If policy making improves, interest rate cuts come through and global risk mitigates further, defensives would likely start underperforming. However, we do like the fundamental stories in HUL (Hindustan Unilever Ltd), ITC and Dr Reddy’s which are our preferred picks in this space and think that valuations still have upside potential.
What about the auto and metal stocks in the light of how the commodity markets may pan out going ahead?
Autos are experiencing a cyclical slowdown in demand, which is well reflected in the valuations. We prefer four-wheelers over two-wheelers, and more specifically Maruti Suzuki, which is coming off a very low base of last year and has a strong product pipeline.

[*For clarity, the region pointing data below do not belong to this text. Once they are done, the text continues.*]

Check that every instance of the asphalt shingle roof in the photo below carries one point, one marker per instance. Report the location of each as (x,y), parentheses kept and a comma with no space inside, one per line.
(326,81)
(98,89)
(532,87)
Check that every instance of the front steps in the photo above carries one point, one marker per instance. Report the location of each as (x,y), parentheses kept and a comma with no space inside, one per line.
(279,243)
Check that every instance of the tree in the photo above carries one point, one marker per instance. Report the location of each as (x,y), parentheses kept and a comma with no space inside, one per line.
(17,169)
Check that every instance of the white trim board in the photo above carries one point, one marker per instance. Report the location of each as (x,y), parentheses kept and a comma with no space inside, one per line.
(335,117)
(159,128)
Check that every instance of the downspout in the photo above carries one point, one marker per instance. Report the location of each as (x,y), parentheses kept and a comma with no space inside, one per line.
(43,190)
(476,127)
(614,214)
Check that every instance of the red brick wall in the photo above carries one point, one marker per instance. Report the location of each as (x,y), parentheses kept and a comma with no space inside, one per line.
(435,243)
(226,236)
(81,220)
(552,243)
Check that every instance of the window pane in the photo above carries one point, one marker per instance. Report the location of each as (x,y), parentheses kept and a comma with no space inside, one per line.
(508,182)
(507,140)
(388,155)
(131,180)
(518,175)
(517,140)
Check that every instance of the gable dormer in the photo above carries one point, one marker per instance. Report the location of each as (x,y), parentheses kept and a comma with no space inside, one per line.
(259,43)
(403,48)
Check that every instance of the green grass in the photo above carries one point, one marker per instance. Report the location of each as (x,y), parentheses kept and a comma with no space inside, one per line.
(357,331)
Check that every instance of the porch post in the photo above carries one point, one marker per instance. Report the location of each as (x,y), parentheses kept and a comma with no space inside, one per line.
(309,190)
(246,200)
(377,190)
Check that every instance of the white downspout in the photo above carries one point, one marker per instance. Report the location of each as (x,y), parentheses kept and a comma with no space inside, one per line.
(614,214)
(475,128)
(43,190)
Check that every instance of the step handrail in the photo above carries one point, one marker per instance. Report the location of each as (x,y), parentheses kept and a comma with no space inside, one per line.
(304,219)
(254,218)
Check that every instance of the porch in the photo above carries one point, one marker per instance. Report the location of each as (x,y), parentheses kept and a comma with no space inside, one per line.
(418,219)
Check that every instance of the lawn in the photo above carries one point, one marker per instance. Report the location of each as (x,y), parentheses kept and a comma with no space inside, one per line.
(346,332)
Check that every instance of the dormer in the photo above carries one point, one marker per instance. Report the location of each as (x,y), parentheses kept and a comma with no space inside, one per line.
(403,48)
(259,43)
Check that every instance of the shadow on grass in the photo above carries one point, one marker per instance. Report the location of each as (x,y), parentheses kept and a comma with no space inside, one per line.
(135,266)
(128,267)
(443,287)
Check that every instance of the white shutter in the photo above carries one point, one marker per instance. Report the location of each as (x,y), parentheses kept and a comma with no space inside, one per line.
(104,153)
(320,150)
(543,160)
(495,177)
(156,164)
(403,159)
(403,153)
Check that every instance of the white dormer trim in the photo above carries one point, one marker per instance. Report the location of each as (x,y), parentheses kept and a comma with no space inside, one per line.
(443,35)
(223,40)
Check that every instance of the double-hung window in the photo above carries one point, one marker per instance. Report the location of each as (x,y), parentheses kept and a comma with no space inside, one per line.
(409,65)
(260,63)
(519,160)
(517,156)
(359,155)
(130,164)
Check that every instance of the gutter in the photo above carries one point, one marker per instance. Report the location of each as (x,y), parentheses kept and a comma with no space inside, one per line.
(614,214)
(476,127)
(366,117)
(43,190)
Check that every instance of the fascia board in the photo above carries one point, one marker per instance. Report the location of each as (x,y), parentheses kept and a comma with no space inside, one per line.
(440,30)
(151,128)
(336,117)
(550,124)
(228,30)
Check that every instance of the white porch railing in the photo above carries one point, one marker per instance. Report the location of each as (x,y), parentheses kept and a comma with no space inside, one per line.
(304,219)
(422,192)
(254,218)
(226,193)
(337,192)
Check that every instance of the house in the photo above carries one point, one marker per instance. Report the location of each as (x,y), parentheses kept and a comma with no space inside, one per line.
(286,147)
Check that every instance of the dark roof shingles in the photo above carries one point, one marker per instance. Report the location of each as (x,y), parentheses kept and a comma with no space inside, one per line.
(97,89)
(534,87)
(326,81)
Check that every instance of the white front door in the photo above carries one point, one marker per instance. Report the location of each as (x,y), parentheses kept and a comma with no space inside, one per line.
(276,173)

We remain cautious on the metals space, but believe there will be some support coming from policy action in China. However, given the uncertainty, we prefer companies with lower commodity price risks like Coal India, NMDC and Jindal Steel and Power.
What is your view on the oil and gas space given the recent price hikes in petrol and compressed natural gas, possibility of diesel de-regulation and the outlook for subsidies?
We are an underweight “energy” sector because it has historically under-performed in a slowly improving macro-environment. Also, we expect Brent crude prices to sustain around current levels of $100/barrel.
The petrol price hikes are a positive, but we are not so optimistic about diesel price de-regulation actually happening and think that companies will have to bear the subsidy burden. Our top pick in this space is BPCL (Bharat Petroleum Corp Ltd), largely because of the rising contribution from its upcoming upstream business.